Nas faixas laterais, da defensiva, denotam-se alguns desequilíbrios técnicos que o mercado de Inverno deveria ter colmatado. No lado direito, Abel é, provavelmente, o futebolista que interpreta com mais eficácia a táctica do “losango”, que o “mister” tenta impor. Rápido sobre a bola, com forte sentido de marcação e grande pendor ofensivo tem justificado a chamada à selecção nacional. O seu suplente, natural, Pedro Silva, só agora “está a chegar”, depois de ter sofrido grave lesão que o impediu de lutar pelo lugar. Atendendo à forma que Abel tem vindo a patentear, dificilmente o brasileiro lhe “roubará” a posição. Pereirinha após exibição “soberba” frente ao FC Porto, numa adaptação forçada ao lado direito da defesa, espreita a oportunidade de se afirmar, na “asa direita” da equipa. Devido à sua juventude não seria descabido equacionar-se a hipótese de, na próxima época, “rodar” num clube da primeira Liga.
Depois da imprevisível saída de Rodrigo Tello, o clube não mais encontrou um “back” esquerdo que, desempenhe a tarefa, em termos ofensivos, de forma idêntica à de Abel, no lado oposto. As escolhas não têm sido as mais acertadas e a aposta, constante, em Ronny não tem trazido os resultados esperados. O brasileiro parece ser um jogador sem futuro na equipa leonina. Sem “chama”, lento na recuperação e sem saber colocar o seu forte pontapé, dificilmente atingirá uma bitola elevada, pois a sua margem de progressão tem sido diminuta.

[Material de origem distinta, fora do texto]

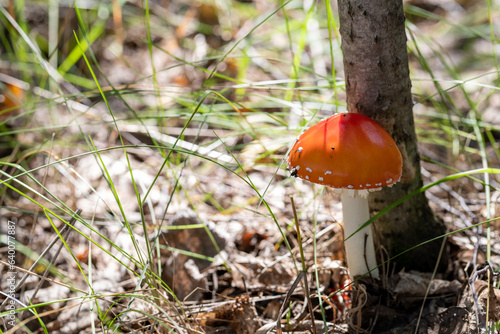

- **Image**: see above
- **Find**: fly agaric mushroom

Já Marian Had não tem tido muitas oportunidades para se mostrar, ora devido a lesões ora por opção técnica, o certo é que o internacional eslovaco não se tem conseguido impor, nem justificar futura permanência no clube. Espera-se que, o argentino Grimi, venha proporcionar a necessária concorrência ao flanco esquerdo se, eventualmente, não acusar em demasia a falta de “rodagem” e ausência de jogos, após ter perdido, há cerca de dois meses, a efectividade no Siena.

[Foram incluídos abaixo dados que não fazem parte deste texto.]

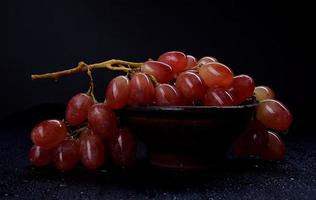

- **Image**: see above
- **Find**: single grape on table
[29,51,293,172]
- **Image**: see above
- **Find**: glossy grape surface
[254,86,275,101]
[31,119,67,149]
[79,129,106,170]
[158,51,187,73]
[176,71,206,101]
[199,62,234,89]
[257,99,292,131]
[105,76,130,109]
[228,74,255,105]
[29,145,52,167]
[203,88,233,106]
[141,61,173,83]
[65,93,94,126]
[88,103,118,139]
[53,140,79,171]
[155,84,183,106]
[110,128,136,167]
[128,73,155,106]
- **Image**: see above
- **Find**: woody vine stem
[31,59,143,80]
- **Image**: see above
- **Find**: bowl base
[149,153,217,171]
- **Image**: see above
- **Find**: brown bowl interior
[120,102,257,169]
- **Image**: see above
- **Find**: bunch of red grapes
[29,51,292,171]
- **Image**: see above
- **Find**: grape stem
[31,59,143,80]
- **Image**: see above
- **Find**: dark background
[0,0,315,133]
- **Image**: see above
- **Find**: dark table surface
[0,105,316,200]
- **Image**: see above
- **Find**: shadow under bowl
[120,101,257,171]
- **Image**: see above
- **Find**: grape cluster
[29,51,292,171]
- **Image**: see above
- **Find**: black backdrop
[0,0,315,132]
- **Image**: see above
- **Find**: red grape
[53,140,79,171]
[176,71,206,101]
[233,120,268,157]
[203,88,233,106]
[79,129,105,169]
[65,93,94,126]
[128,73,155,106]
[31,119,67,149]
[105,76,130,109]
[88,103,118,139]
[228,75,255,105]
[155,84,182,106]
[198,56,217,66]
[257,99,292,131]
[158,51,187,73]
[29,145,51,167]
[141,61,173,83]
[199,62,234,89]
[110,128,136,167]
[261,131,285,160]
[254,86,274,101]
[186,55,197,69]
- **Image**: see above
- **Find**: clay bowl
[120,101,257,170]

Na zona central da defesa, Tonel tem-se mostrado um jogador esforçado, com grande carácter e entrega ao jogo, mas denotando, aqui e além, algumas carências técnicas que fazem dele “apenas” um bom jogador. Pela importância da posição que ocupa, no terreno de jogo, talvez se exigisse a presença de um profissional mais categorizado no lugar. Categoria é aquilo que não falta ao seu companheiro do lado. Não é por acaso que Anderson Polga é o único campeão do mundo, a jogar em Portugal. Estamos em presença de um futebolista que “aparece” sempre nos grandes jogos, onde os poros da sua pele parecem expelir, para além do suor, classe pura. Por vezes, torna-se confrangedor ver algumas das suas intervenções perderem eficácia só por se encontrar menos bem acompanhado, no sector.
Como substitutos da zona central da defensiva, o Sporting dispõe de Gladstone, possante internacional brasileiro, raramente utilizado e que, talvez por isso ainda não tenha mostrado todo o potencial que “seduziu” Dunga, quando o convocou para a “selecção canarinho”. O jovem Paulo Renato, encontra-se em fase de aprendizagem.

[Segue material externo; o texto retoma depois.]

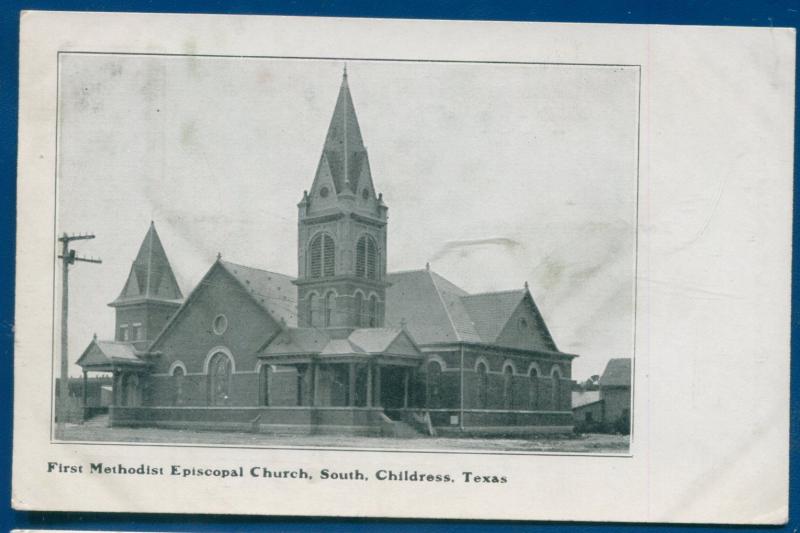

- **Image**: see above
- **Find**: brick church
[77,67,576,436]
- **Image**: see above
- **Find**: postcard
[12,11,795,524]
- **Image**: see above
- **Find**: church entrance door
[380,366,406,409]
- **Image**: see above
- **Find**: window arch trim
[473,355,492,374]
[355,233,382,280]
[307,230,336,279]
[203,346,236,375]
[167,360,189,376]
[322,289,339,327]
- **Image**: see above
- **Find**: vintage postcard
[13,12,795,523]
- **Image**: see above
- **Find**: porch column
[347,363,356,407]
[111,371,119,407]
[367,361,372,407]
[83,370,89,409]
[297,365,306,407]
[311,362,319,407]
[374,364,381,407]
[403,368,411,407]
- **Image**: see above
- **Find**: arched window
[258,365,272,405]
[428,361,442,409]
[550,366,561,411]
[528,367,539,411]
[306,292,317,328]
[309,233,336,278]
[172,366,185,405]
[475,362,489,409]
[368,294,380,328]
[122,374,139,407]
[355,292,364,328]
[324,291,336,327]
[356,235,380,279]
[503,365,514,409]
[208,352,233,405]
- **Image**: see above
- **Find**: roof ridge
[461,289,525,298]
[386,268,426,276]
[424,269,462,341]
[219,259,296,280]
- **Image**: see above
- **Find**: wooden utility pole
[56,233,102,438]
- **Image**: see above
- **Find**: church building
[77,71,576,436]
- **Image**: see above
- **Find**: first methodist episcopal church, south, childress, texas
[78,68,575,436]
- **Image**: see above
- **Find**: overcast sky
[58,54,638,379]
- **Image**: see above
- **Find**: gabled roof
[314,66,370,194]
[572,391,600,409]
[386,269,558,352]
[109,222,183,306]
[77,339,146,368]
[259,328,421,356]
[149,258,297,350]
[386,270,482,345]
[461,289,525,342]
[219,259,297,327]
[600,358,631,388]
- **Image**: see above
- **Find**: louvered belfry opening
[309,233,336,278]
[356,235,378,279]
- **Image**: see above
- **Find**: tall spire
[315,65,369,194]
[111,221,183,305]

Não é novidade que, o esquema táctico escolhido por Paulo Bento privilegia o quarteto do meio-campo. De facto é no centro do terreno que se encontra o “coração do losango” e onde se “pauta” e “balança” o jogo da equipa.
O jovem Miguel Veloso, devido à sua polivalência, personifica o “trinco” moderno, o médio “box to box”, tendo conquistado com todo o mérito lugar na equipa e na selecção. Está a sofrer as consequências da fase menos conseguida que o Sporting atravessa, embora a sua condição física não pareça ser a ideal. Dificilmente, o clube de Alvalade o conseguirá manter no plantel, na próxima temporada. Voos mais altos se avizinham.
Jogador com grande margem de progressão a quem se augura, também, grande futuro, é sem dúvida Adrien, natural sucessor de Veloso. Mais um jovem saído da Academia de Alcochete que, nas poucas oportunidades concedidas, já mostrou uma maturidade pouco habitual para a sua idade. Com elevado sentido de marcação, denota um invulgar poder de compensação e de preenchimento dos espaços vazios. Tem jogado pouco para o potencial que encerra.
Portador de uma maturidade precoce, o capitão João Moutinho é um predestinado. Está a ser penalizado, devido ao sistema táctico a que tem de se sujeitar, não só pelo desgaste que provocam as constantes adaptações a diferentes posições mas, principalmente, pela obrigatoriedade de ter de “cair” nos flancos, o que, atendendo às suas características, não potencia o seu rendimento, atrasando a sua total afirmação e a conquista de lugar cativo com a camisola das quinas.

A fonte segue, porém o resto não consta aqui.